Donc en avril 1792, Rouget de Lisle est au courant de la trahison du roi et du pouvoir exécutif et participe à cet appel aux volontaires.

La 1ère strophe de ce Chant (texte de Rouget de Lisle) :

« Allons enfants de la patrie !
Le jour de gloire est arrivé !
Contre nous de la tyrannie,
L’étendard sanglant est levé (bis)

Entendez-vous dans les campagnes
Mugir ces féroces soldats ?
Ils viennent jusque dans vos bras
Égorger vos fils, vos compagnes

Refrain : Aux armes, citoyens !
Formez vos bataillons !
Marchons, marchons,
Qu’un sans impur
Abreuve nos sillons »

« …enfants de la patrie ! » : le bataillon de Volontaires auquel appartenait Rouget de Lisle s’appelait les Enfants de la patrie. Il a donc reprit ce nom, pensant à son bataillon.

L’étendard sanglant  : qu’est-ce donc ? Qu’est-ce que cette chose terrifiante ?
C’est le drapeau de la Loi martiale . J’explique :

Dès le vote de la Déclaration des droits qui divisa l’Assemblée en un côté droit et un côté gauche, la Grande peur des possédants, donc principalement des seigneurs propriétaires de seigneuries, ont voté la Loi martiale le 21 octobre 1789. Cette loi est typique de la volonté d’imposer un État séparé de la société (= sans contrôle autre que celui de la classe des possédants, qui seule a des droits politiques : c’est la forme qui va être construite avec la Constitution de 1791, qui viole les principes de la Déclaration des droits de 1789, soit ce que l’on appellera au XIXe siècle l’État moderne libéral avec monarchie constitutionnelle et aristocratie des riches, comme, par exemple, en 1830 en France avec Louis-Philippe).
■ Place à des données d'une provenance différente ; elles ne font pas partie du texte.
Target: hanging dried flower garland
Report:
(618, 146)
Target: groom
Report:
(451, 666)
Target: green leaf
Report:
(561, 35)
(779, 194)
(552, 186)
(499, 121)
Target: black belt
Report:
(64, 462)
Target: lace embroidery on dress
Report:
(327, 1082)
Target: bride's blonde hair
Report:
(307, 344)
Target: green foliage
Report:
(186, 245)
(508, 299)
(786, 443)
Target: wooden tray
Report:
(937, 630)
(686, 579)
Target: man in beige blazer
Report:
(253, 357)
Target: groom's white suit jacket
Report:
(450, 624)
C’est donc bien un État séparé de tout contrôle de la société, qui déclare la guerre à son peuple et la Loi martiale vise, pour commencer, les troubles de subsistances , troubles populaires répondant à la spéculation à la hausse des prix des denrées de 1ère nécessité (subsistances et matières premières pour les artisans) : arme redoutable des possédants de ces denrées, doublée par la Loi martiale qui fait intervenir l’armée et non la police seulement.
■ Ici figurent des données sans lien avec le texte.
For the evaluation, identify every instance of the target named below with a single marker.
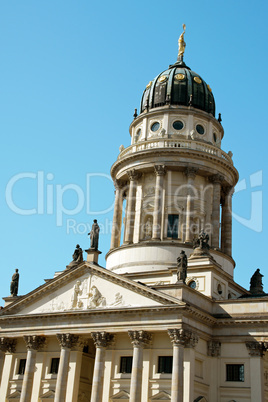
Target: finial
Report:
(182, 44)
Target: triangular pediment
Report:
(120, 396)
(161, 396)
(85, 288)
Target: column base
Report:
(93, 255)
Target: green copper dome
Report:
(178, 85)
Déclarer la Loi martiale  : les officiers de la troupe font déployer le drapeau rouge de la Loi martiale et après trois annonces successives aux manifestants, donnent l’ordre de tirer sur la foule.
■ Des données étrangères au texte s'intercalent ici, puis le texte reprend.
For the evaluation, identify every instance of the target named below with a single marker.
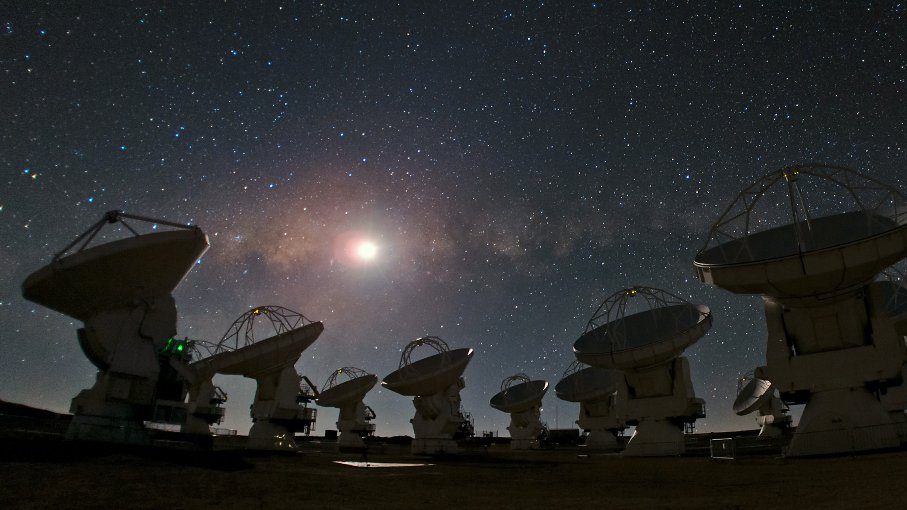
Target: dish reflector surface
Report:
(429, 375)
(266, 355)
(113, 274)
(588, 384)
(814, 252)
(642, 339)
(346, 392)
(520, 397)
(751, 397)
Toute une législation a suivi pour préciser les cas d’intervention de la loi martiale : je résume et le 14 juin 1791, sont visés les troubles de subsistances, le non paiement des impôts et des droits féodaux, les jacqueries, les grèves de moissonneurs (notons que les ouvriers agricoles sont les plus nombreux et de loin dans cette société) ainsi que les pétitions collectives  : bref toutes les formes du mouvement populaire.

Cependant, la mobilisation populaire est alors si importante que l’Assemblée n’a pas les moyens militaires de l’application de la Loi martiale , mais celle-ci a fait tout de même beaucoup de dégâts et les jacqueries successives depuis juillet 1789, ont été des réponses à la répression par la Loi martiale. Au total, six jacqueries se sont succédé de 1789 à la Révolution du 10 août 1792 , formant la toile de fond de la période révolutionnaire. La Révolution du 10 août 1792 est encadrée par deux jacqueries, l’une au printemps, l’autre en automne 1792.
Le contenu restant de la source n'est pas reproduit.